As mulheres também adoram cultivar ídolos no futebol. Se o goleiro Fábio lidera a preferência das cruzeirenses, o atacante Bernard é ovacionado pelas atleticanas, principalmente por ser o mais novo do grupo e formado nas categorias de base do alvinegro. A estudante Fernanda Alcântara, de 18, reforça a tese. “Ele é simples, não deixa de dar autógrafos e fazer fotos e ainda é bom de bola. Quer coisa melhor?”, brinca.

A advogada Lísia Caldeira, de 31, tem como hobby principal assistir aos jogos do Galo enquanto o marido trabalha em São Paulo. Ela costuma ir sozinha ao estádio e garante que é respeitada por todos. “Sempre acompanhei o Galo porque meu pai me levava no estádio desde pequena. O futebol é paixão nacional e a mulher ganhou o hábito de acompanhar tudo. Nunca tive nenhum problema com preconceito. Hoje, o respeito a nossa classe é muito grande”.

Não é só na capital que as mulheres marcam presença nos estádios. No interior também. Prova disso foram os jogos disputados no Estádio Melão, em Varginha, no fim de semana – onde o Boa bateu o Ipatinga por 2 a 1, na noite de sábado, pela Série B do Campeonato Brasileiro, e o Cruzeiro empatou por 1 a 1 com o Vasco, na tarde de domingo, pela Série A.

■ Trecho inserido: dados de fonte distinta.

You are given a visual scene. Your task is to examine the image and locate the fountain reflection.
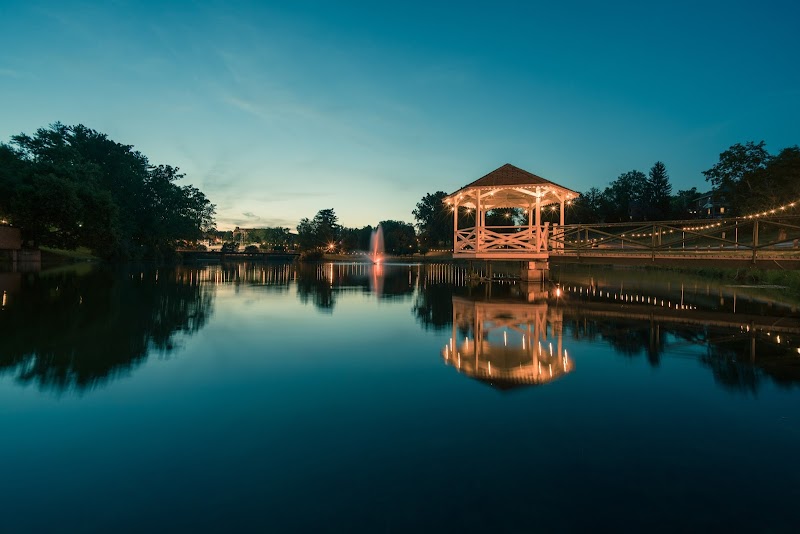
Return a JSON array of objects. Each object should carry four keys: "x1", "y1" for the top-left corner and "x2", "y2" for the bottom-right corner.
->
[{"x1": 442, "y1": 286, "x2": 574, "y2": 390}]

IDADE Como em BH, elas não se limitam a embelezar as arenas, engrossando coros de incentivo, os xingamentos aos árbitros e dando suas “cornetadas”, seja na escalação, nas alterações feitas pelo treinador ou no desempenho dos times. E não há idade para começar. As amigas Tainara Silva Reis, Monique Ellen de Souza e Amanda Assis, todas de 17 anos, estavam no Melão vestidas com a camisa celeste. Mesmo quando o resultado não é o desejado, como diante do Vasco, elas consideram a ida ao estádio um excelente programa. “É muito bom acompanhar os jogos de perto, principalmente do time do coração. Aqui todo mundo se diverte igual, não há problema de violência”, diz Monique.

Já a estudante de direito Nadine Porto Mendes Machado, de 24 anos, costuma acompanhar o Cruzeiro pela TV e no domingo não perdeu a chance de ver seu time de perto. Também uniformizada, encarou a tarde quente para apoiá-lo diante da equipe cruz-maltina. “Sempre gostei de futebol e aqui é bem tranquilo de ver os jogos”.

Percebendo o interesse das mulheres, os clubes se mexeram e praticamente todos têm linhas femininas de seus uniformes. Sem contar outros produtos também voltados para elas, de cadernos a adornos para o cabelo.